Marsactu.fr - 7/06/2013

"Est-ce que Marseille est faite pour avoir des gratte-ciels ?"

Antoine Viallet est le président du Club de l’immobilier Marseille Provence qui regroupe une quarantaine de professionnels de tous les métiers et de tous les secteurs de cette activité. Immobilier commercial, centre commerciaux, logement social, sky line... Passage en revue des dossiers chauds de l’immobilier.

Pour Antoine Vialllet, l’immobilier d’entreprise à Marseille se porte bien : "La crise n’est pas passée par là". Le président du Club de l’immobilier explique cette information plutôt surprenante par un effet de rattrapage dont bénéficierait Marseille, les entreprises et administrations cherchant à optimiser leurs m2 de bureaux, et donc à déménager et libérer au passage du foncier - "les locaux, c’est le deuxième ou troisième poste de coût pour une entreprise" - en regroupant sur un même site leurs personnels. A l’appui de ses dires, il cite les exemples récents du nouveau siège de la Banque Populaire en construction sur le Prado ou de Pôle Emploi qui a regroupé plusieurs sites en un même lieu, à La Capelette. Pour l’instant, tout ça reste un marché endogène. Car pour ce qui est de faire venir des entreprises françaises ou européennes à Marseille, la partie reste plus difficile. "Nous sommes dans une compétition face à Barcelone ou Lyon, et nous avons des problèmes de transport, de logements mais aussi d’image, même si Marseille 2013 nous aide beaucoup", confirme Antoine Viallet. Rappelant au passage que :

Le premier marché de l’immobilier dans le département c’est Aix, avec 1 million de m2 , qui a su attirer depuis longtemps des PME spécialisées notamment dans le high tech.

En ce qui concerne la multiplication récente des annonces de nouveaux centre-commerciaux, le représentant du Club de l’immobilier reste plus circonspect :

On n’est peut-être passé de la pénurie à un trop-plein.

soulignant que "ceux qui tiennent le marché sont les enseignes commerciales et pas les promoteurs", confirmant une forte concurrence entre ces futurs "malls" pour attirer les meilleurs marques. Sans oublier la concurrence du web. "Dire qu’il y a un milliard d’euros qui s’évade de Marseille, à l’heure d’internet ça ne tient pas vraiment debout". 

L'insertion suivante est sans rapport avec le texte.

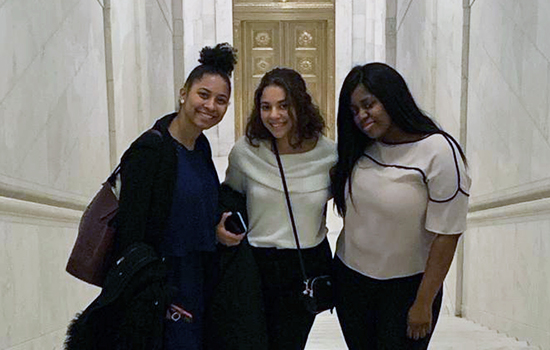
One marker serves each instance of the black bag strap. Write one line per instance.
(112, 178)
(290, 213)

Pour le logement des particuliers, Antoine Viallet en bon lobbyiste de sa profession dénonce classiquement "les racketeurs en cols blancs" qui multiplient les recours et autres "mille-feuilles réglementaires" qui ralentiraient les projets, souhaitant que les récentes déclarations sur ces sujets du Président de la République et du gouvernement ne reste pas des "effets d’annonce". Autre problème évoqué par le représentant des promoteurs, la densification "il faut que les marseillais acceptent la densification plutôt que l’étalement de la ville" prenant l’exemple des projets de tours en bord de mer : "Ça se fait dans tous les grands ports du monde, à Miami, Sydney ou Bueno Aires". Mais il reconnaît néanmoins qu’on peut se poser la question : "Est-ce qu’une ville comme Marseille est faire pour avoir des gratte-ciels ? S’agit-il de charges que les entreprises marseillaises et les habitants peuvent payer ?". Le débat reste ouvert.